Charts speak a thousand words

I probably haven’t had as many burgers in recent months as usual. However, I am of endeavouring to make up for that in the coming months! The thing with burgers is, that it’s not just about the taste. It’s also about how good it looks. Even the tastiest burger in the world isn’t going to appeal quite as much if it doesn’t exactly look the part. Presentation is important with burgers, just as it is with food more broadly. It’s just that in general presentation might seem like a bit of an afterthought, compared with the actual cooking itself.

 

When it comes to analysing financial markets and data science more broadly, all the buzzwords seem to be about machine learning, artificial intelligence and so on, and for good reason. However, what’s even more important? Being able to understand and communicate your results not just to yourself but others. Obviously, in recent months the coronavirus crisis has really highlighted how important it is to be able to communicate what data is to the general public and not purely to statisticians.

 

Having tables and tables of numbers isn’t really that optimal for presenting your analysis, particularly if your audience isn’t technical. Even if they are technical, no one really wants to go through pages and pages of tables anyway.
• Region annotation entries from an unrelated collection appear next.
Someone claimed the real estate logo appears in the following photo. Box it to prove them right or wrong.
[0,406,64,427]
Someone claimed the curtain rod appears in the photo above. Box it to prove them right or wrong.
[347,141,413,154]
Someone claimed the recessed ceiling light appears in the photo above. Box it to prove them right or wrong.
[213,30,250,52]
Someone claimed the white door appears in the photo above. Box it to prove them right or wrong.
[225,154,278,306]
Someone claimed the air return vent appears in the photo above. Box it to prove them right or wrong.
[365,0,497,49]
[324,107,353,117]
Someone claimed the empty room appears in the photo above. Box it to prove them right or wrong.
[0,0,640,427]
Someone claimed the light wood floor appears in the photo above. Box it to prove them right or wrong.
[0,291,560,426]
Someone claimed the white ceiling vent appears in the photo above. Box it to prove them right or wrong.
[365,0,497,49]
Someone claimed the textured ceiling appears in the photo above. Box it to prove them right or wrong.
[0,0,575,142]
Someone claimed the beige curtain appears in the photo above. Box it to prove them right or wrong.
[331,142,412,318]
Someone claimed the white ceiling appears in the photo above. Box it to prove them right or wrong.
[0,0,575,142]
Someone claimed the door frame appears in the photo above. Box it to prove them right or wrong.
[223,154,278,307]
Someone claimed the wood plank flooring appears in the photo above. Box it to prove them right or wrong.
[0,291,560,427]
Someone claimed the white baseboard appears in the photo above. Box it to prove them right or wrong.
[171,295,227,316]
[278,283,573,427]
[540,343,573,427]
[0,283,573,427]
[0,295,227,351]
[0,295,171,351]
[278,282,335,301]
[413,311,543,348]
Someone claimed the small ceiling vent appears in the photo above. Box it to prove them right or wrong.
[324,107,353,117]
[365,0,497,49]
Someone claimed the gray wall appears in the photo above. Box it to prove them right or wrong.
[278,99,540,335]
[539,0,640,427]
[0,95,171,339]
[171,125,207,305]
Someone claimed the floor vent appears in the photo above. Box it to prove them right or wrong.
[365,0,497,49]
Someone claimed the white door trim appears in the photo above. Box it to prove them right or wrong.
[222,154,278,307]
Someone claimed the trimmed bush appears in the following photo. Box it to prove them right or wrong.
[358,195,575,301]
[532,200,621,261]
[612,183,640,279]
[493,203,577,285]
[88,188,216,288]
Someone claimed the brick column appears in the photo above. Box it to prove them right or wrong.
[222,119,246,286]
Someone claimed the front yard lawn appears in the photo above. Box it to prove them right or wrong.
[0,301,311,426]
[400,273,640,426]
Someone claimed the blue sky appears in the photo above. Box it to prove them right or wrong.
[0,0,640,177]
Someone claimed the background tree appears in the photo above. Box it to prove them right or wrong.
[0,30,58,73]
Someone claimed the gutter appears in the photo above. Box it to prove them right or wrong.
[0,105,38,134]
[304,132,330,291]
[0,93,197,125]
Having effective visualisation is key to presenting your results. Of course, we could opt for a simple line chart if we are presenting a time series. Or we can go one further step and use a candlestick chart if we are looking at P&L? Or maybe we can use some box plots? 

 

It’s also worth noting that using visualisations doesn’t just need to be part of the presentation process, it can also be an important way to explore your dataset and understand it, whilst you’re doing the analysis. For example if we are developing a trading strategy, what does looking at a chart of the returns distribution tell you, that perhaps a line chart of the P&L won’t do? Would a surface plot help to understand the interplay between several variables? If we’re using data corresponding to a geographical areas, what about a choropleth map, say for economic data?

 

If there is a time dimension, can we create an interactive animated chart, perhaps combining some of the above ideas? One example might be to create an animated volatility surface over time, to display a very large amount of information in an easy to follow way. More broadly, can we create interactive tools to make it easy to explore a dataset, say with a Dash web app or a Jupyter notebook to allow folks without lots of coding knowledge to play around with the data too.

 

Ok, this is all pretty simple stuff and I don’t think I’ve said anything particularly ground breaking about visualisations, but it’s always worth thinking about! At least in my case, I find it can be easy to settle for the charts I’m most used to (eg. line charts for time series), when perhaps a bit more thought about a more unusual chart could be quite useful.

 

Even Excel offers a plethora of different chart types, which most of us don’t use all that often. There’s also Tableau which is making big in roads in this area too. If we are using something like Python or R, we have many more possibilities, with tools like Plotly or ggplot, which are open source, unlike Tableau.

 

If no one can see your analysis, no one will use it. Using visualisation can be a way of ensuring that your analysis reaches a wider audience, and also to help you understand it yourself. Spending time on visualisation is a crucial part of data science.